O fugitivo Eduardo Bolsonaro (PL) rebateu as críticas feitas pelo deputado federal Ricardo Salles (Novo-SP) em meio à disputa por vagas ao Senado em São Paulo nas eleições de 2026. A troca de acusações ocorreu após o PL lançar o presidente da Assembleia Legislativa paulista, André do Prado (PL-SP), como pré-candidato ao Senado, movimento que ampliou o racha na direita paulista.
Em vídeo publicado nas redes sociais, Eduardo afirmou que Salles “partiu para a calúnia” ao sugerir que ele estaria aceitando dinheiro para apoiar André do Prado. O ex-deputado também acusou o ex-ministro do Meio Ambiente de mudar de posição conforme seus interesses eleitorais.

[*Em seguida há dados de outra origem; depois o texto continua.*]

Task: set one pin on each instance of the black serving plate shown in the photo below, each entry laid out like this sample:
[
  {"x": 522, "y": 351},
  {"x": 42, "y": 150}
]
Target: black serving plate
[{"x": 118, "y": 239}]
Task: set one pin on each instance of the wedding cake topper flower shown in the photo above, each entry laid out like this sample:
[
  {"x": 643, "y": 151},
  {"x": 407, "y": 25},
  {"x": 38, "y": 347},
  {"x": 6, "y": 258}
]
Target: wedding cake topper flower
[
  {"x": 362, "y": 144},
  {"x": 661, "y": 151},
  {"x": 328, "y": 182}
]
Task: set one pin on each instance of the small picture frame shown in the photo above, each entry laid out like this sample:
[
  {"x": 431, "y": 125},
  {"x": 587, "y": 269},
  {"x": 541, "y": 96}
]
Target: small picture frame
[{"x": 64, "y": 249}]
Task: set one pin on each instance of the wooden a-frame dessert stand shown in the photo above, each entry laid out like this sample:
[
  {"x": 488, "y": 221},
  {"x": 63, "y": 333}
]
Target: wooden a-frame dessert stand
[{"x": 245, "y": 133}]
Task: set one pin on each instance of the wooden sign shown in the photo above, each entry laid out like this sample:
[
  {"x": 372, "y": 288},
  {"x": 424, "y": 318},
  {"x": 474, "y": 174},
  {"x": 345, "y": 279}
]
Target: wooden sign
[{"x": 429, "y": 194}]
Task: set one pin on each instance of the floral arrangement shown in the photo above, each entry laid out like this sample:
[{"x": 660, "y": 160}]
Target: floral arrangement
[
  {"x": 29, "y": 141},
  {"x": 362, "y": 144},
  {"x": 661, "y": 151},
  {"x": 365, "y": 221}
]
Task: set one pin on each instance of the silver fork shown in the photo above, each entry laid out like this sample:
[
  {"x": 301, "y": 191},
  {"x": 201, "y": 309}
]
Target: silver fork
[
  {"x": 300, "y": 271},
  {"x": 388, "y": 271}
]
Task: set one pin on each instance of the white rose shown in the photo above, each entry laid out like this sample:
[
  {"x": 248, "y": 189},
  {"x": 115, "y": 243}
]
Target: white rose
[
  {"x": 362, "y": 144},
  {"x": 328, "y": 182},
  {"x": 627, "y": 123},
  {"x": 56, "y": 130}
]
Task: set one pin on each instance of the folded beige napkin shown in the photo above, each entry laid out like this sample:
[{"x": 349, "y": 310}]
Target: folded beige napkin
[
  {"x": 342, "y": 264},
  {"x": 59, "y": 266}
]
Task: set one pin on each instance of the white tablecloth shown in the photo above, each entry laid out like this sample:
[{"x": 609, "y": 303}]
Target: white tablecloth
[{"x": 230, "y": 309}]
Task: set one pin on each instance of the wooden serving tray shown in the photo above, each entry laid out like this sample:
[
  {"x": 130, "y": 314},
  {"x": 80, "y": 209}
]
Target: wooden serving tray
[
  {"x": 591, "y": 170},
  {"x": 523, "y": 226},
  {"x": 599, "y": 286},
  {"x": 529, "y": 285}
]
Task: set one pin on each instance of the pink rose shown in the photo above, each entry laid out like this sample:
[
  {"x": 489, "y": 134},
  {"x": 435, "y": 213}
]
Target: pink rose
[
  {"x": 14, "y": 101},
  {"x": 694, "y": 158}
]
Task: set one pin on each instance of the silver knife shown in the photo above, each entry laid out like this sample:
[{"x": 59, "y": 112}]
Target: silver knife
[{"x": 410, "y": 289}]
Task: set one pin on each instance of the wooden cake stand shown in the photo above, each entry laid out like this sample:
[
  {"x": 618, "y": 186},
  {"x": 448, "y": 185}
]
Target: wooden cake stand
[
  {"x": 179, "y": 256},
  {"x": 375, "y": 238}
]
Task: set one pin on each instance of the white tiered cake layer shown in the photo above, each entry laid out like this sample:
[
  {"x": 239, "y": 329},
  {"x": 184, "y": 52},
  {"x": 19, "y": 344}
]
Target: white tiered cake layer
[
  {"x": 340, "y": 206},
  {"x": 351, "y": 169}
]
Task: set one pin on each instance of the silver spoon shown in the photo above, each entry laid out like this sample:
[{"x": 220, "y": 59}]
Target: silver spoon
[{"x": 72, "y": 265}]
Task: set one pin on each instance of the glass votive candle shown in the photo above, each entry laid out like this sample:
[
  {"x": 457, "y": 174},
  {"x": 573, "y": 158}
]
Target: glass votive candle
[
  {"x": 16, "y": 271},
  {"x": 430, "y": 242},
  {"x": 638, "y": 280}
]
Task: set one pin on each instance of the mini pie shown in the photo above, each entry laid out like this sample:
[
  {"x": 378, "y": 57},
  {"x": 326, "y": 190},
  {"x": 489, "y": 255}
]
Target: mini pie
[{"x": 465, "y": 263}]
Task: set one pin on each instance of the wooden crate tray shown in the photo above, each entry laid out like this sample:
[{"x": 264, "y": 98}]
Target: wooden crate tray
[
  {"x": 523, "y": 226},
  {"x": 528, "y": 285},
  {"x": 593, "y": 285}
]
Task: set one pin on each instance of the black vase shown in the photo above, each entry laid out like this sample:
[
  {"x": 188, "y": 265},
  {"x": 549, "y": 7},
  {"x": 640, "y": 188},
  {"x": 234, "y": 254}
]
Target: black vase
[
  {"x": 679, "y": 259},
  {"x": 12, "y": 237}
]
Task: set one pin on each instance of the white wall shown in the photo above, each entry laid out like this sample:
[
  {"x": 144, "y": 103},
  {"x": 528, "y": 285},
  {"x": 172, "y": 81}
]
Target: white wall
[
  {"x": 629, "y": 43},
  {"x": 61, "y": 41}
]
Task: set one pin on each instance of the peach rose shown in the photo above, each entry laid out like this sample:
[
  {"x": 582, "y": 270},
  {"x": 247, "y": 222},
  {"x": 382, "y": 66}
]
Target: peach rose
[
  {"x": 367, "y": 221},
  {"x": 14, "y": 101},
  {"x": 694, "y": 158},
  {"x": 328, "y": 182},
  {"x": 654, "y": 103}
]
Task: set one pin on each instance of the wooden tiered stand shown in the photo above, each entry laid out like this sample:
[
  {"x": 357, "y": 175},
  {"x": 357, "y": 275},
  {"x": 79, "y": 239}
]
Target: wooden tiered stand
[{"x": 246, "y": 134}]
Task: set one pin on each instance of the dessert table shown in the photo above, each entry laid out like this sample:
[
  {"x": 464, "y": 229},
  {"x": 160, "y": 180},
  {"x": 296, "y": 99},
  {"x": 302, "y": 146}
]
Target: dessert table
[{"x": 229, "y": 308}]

“Você está virando meme nas páginas, Salles, por causa dessa sua conduta de ser ‘biruta’ de vento político. Você, aqui em última análise, está se desgastando, não sou eu não, Salles. Eu sou o primeiro suplente de uma chapa. O cabeça de chapa é outro, é o André do Prado. Você está notoriamente quieto, todo mundo viu isso, porque você acha que essa é a estratégia correta para você se manter dentro do tabuleiro político com um mandato”, disse.
Na sequência, o filho do ex-presidente Jair Bolsonaro decidiu se vitimizar sobre sua situação nos Estados Unidos: “Eu coloquei tudo na minha vida em jogo, um mandato de deputado federal, que vocês devem imaginar como é que é bom, uma candidatura encaminhada para o Senado”.
Salles, que também buscava apoio do grupo bolsonarista para disputar o Senado, afirmou que haveria indícios de um acordo financeiro envolvendo Eduardo e a candidatura de André do Prado. O deputado ainda disse que Tarcísio de Freitas (Republicanos) teria descartado o presidente da Alesp como vice em sua chapa “para não contaminar o governo” com supostos esquemas de corrupção.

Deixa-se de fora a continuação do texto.